I am simultaneously juggling four new websites, all built on the DotNetNuke portal framework with massive customization. The biggest challenge so far has been deciding
- What goes into the site?
- What main tabs?
- What sub tabs?
- What security roles?
- What can each security role see and do?
In other words, basic site design and flow.
In almost every site I’ve designed, I’ve begun down the wrong path. I don’t get far, mind you, but I always start off the wrong way. I have worked with a lot of designers who have this problem, and a few who don’t. Over the years, I’ve learned something from the latter: Don’t do more than you have to.

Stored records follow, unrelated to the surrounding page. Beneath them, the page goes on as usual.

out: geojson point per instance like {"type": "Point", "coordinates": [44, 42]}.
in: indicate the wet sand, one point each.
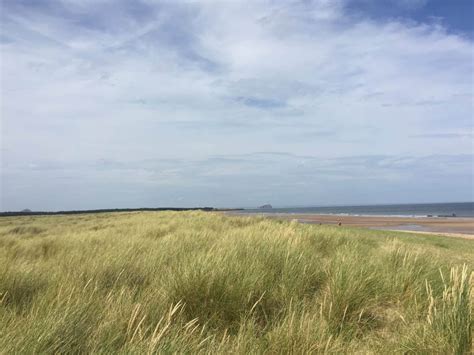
{"type": "Point", "coordinates": [454, 227]}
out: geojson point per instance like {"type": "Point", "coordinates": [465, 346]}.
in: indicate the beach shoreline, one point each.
{"type": "Point", "coordinates": [448, 226]}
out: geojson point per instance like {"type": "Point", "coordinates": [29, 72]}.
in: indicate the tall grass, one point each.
{"type": "Point", "coordinates": [155, 282]}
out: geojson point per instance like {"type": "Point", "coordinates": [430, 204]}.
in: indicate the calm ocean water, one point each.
{"type": "Point", "coordinates": [460, 209]}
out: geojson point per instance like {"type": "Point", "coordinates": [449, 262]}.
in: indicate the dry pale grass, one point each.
{"type": "Point", "coordinates": [203, 282]}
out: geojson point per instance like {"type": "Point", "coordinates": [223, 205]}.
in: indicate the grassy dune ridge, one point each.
{"type": "Point", "coordinates": [197, 281]}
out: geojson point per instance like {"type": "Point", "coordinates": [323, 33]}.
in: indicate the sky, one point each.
{"type": "Point", "coordinates": [125, 104]}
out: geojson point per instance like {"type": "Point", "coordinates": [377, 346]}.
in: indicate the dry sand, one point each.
{"type": "Point", "coordinates": [452, 227]}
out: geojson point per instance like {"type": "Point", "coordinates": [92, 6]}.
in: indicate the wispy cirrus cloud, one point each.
{"type": "Point", "coordinates": [178, 82]}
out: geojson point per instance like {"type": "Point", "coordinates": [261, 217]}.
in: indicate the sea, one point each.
{"type": "Point", "coordinates": [452, 209]}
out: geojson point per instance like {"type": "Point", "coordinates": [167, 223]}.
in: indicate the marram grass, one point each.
{"type": "Point", "coordinates": [188, 282]}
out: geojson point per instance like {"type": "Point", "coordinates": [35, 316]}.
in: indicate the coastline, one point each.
{"type": "Point", "coordinates": [462, 227]}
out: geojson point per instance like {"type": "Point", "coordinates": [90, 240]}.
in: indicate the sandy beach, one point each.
{"type": "Point", "coordinates": [453, 227]}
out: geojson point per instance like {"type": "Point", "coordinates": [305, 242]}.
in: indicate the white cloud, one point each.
{"type": "Point", "coordinates": [84, 81]}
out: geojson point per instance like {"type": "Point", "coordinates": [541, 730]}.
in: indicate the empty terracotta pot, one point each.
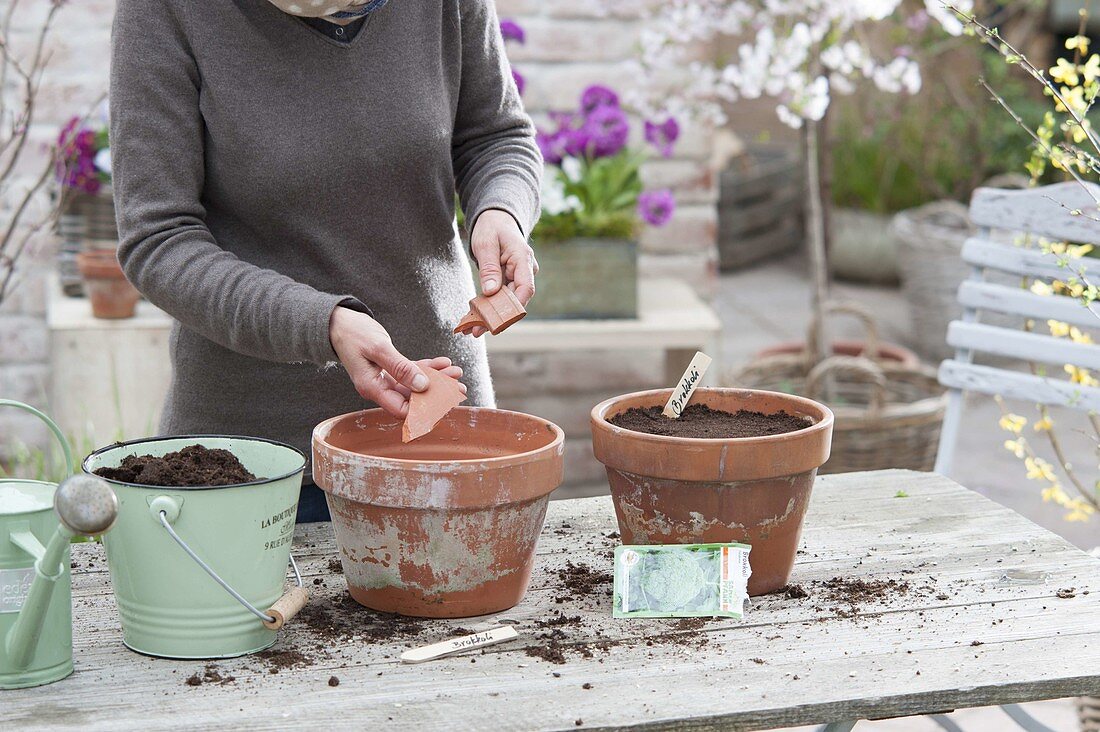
{"type": "Point", "coordinates": [443, 526]}
{"type": "Point", "coordinates": [111, 294]}
{"type": "Point", "coordinates": [678, 490]}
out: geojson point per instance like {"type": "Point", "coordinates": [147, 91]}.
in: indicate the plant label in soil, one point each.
{"type": "Point", "coordinates": [681, 580]}
{"type": "Point", "coordinates": [455, 645]}
{"type": "Point", "coordinates": [686, 385]}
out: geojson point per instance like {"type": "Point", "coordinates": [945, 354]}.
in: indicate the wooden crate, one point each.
{"type": "Point", "coordinates": [759, 206]}
{"type": "Point", "coordinates": [589, 279]}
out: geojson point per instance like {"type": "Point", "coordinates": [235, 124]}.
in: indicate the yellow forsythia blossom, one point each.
{"type": "Point", "coordinates": [1058, 329]}
{"type": "Point", "coordinates": [1079, 375]}
{"type": "Point", "coordinates": [1040, 469]}
{"type": "Point", "coordinates": [1013, 423]}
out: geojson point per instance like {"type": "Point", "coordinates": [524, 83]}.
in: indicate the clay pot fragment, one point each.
{"type": "Point", "coordinates": [429, 406]}
{"type": "Point", "coordinates": [111, 294]}
{"type": "Point", "coordinates": [494, 313]}
{"type": "Point", "coordinates": [443, 526]}
{"type": "Point", "coordinates": [754, 490]}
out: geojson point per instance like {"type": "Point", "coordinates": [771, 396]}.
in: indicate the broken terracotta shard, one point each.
{"type": "Point", "coordinates": [494, 313]}
{"type": "Point", "coordinates": [429, 406]}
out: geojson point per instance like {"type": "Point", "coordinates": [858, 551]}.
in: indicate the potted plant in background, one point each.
{"type": "Point", "coordinates": [798, 55]}
{"type": "Point", "coordinates": [86, 203]}
{"type": "Point", "coordinates": [87, 218]}
{"type": "Point", "coordinates": [593, 204]}
{"type": "Point", "coordinates": [593, 207]}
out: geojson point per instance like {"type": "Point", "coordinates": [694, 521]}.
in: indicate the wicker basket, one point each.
{"type": "Point", "coordinates": [930, 263]}
{"type": "Point", "coordinates": [887, 415]}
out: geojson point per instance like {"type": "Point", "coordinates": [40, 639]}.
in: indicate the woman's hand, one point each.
{"type": "Point", "coordinates": [380, 373]}
{"type": "Point", "coordinates": [504, 257]}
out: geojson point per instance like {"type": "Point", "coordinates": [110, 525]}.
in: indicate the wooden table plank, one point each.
{"type": "Point", "coordinates": [979, 575]}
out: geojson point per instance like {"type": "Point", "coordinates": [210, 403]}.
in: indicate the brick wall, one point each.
{"type": "Point", "coordinates": [76, 77]}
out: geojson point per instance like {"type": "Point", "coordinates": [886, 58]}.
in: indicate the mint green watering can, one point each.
{"type": "Point", "coordinates": [37, 521]}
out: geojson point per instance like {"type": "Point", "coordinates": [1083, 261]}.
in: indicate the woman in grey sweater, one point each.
{"type": "Point", "coordinates": [285, 176]}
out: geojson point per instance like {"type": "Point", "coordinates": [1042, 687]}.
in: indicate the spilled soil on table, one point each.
{"type": "Point", "coordinates": [699, 421]}
{"type": "Point", "coordinates": [190, 467]}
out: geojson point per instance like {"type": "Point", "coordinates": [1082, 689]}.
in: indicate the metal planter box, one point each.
{"type": "Point", "coordinates": [586, 279]}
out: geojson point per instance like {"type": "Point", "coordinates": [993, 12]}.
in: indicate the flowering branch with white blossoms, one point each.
{"type": "Point", "coordinates": [796, 52]}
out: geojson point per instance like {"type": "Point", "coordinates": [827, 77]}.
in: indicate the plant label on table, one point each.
{"type": "Point", "coordinates": [454, 645]}
{"type": "Point", "coordinates": [686, 386]}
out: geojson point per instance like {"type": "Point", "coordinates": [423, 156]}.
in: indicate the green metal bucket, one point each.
{"type": "Point", "coordinates": [171, 604]}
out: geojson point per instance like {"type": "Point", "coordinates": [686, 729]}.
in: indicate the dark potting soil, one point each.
{"type": "Point", "coordinates": [191, 466]}
{"type": "Point", "coordinates": [582, 580]}
{"type": "Point", "coordinates": [701, 421]}
{"type": "Point", "coordinates": [282, 659]}
{"type": "Point", "coordinates": [210, 675]}
{"type": "Point", "coordinates": [344, 619]}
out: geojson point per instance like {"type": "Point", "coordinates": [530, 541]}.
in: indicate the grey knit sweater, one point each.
{"type": "Point", "coordinates": [265, 173]}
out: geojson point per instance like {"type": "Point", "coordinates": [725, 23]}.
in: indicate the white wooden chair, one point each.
{"type": "Point", "coordinates": [1065, 211]}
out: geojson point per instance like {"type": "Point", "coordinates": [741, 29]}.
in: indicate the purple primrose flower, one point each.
{"type": "Point", "coordinates": [604, 132]}
{"type": "Point", "coordinates": [656, 207]}
{"type": "Point", "coordinates": [597, 96]}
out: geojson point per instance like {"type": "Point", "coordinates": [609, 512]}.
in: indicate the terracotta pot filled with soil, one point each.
{"type": "Point", "coordinates": [446, 525]}
{"type": "Point", "coordinates": [737, 466]}
{"type": "Point", "coordinates": [111, 294]}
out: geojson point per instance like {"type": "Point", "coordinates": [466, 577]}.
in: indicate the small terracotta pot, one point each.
{"type": "Point", "coordinates": [677, 490]}
{"type": "Point", "coordinates": [443, 526]}
{"type": "Point", "coordinates": [111, 294]}
{"type": "Point", "coordinates": [887, 352]}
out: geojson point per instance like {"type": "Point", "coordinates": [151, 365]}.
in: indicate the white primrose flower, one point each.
{"type": "Point", "coordinates": [795, 52]}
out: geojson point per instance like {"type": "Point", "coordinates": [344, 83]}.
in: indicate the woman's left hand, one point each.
{"type": "Point", "coordinates": [504, 257]}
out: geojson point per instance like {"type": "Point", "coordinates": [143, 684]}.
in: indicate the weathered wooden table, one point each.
{"type": "Point", "coordinates": [968, 604]}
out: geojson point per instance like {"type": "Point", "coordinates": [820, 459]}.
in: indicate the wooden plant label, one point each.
{"type": "Point", "coordinates": [686, 386]}
{"type": "Point", "coordinates": [454, 645]}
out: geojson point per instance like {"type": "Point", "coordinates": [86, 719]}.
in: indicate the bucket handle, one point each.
{"type": "Point", "coordinates": [278, 614]}
{"type": "Point", "coordinates": [66, 450]}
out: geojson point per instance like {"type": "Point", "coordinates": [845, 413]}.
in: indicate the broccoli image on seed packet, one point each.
{"type": "Point", "coordinates": [681, 580]}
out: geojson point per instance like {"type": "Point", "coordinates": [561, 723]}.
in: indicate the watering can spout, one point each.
{"type": "Point", "coordinates": [86, 506]}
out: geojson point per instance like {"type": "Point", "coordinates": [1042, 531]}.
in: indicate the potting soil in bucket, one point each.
{"type": "Point", "coordinates": [443, 526]}
{"type": "Point", "coordinates": [168, 604]}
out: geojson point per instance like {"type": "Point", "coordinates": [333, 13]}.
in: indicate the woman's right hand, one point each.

You’d think that someone who preaches simplicity of design, simplicity of architecture, simplicity of code would understand simplicity of web design out of the box. But the array of options available to the site designer seems overwhelming sometimes. So here’s how I approach site design now, in order to limit my choices on the first round:
- Create Main Menu items for each major user group. For a school application, those are Students, Parents, Teachers, and Alumni.
- Create Main Menu items for each major general activity area. Using the school motif, those might be Sports, Clubs, Curriculum, and School Store.
- Create a Utility area for subject matter administrators (as opposed to site administrators). This will hold master calendars, lunch menus, etc.
That’s it. Now, let the customer flesh these areas out. Build the skeleton site using only the navigation bar. Start with the things a Student would want to see. Ask if Teachers or Parents or Alumni might also want access to the information? If the answer is yes, create a central admin tool under the Utilities area and shadow the controls in each area that needs them. Continue this process through each of the major User Groups, then each of the major Activity Groups, until the site is complete.
Remember, this is only a start and only one way of designing a functional web site. But its the method I’ve seen repeated successfully by site designers who seem always to get it right the first time.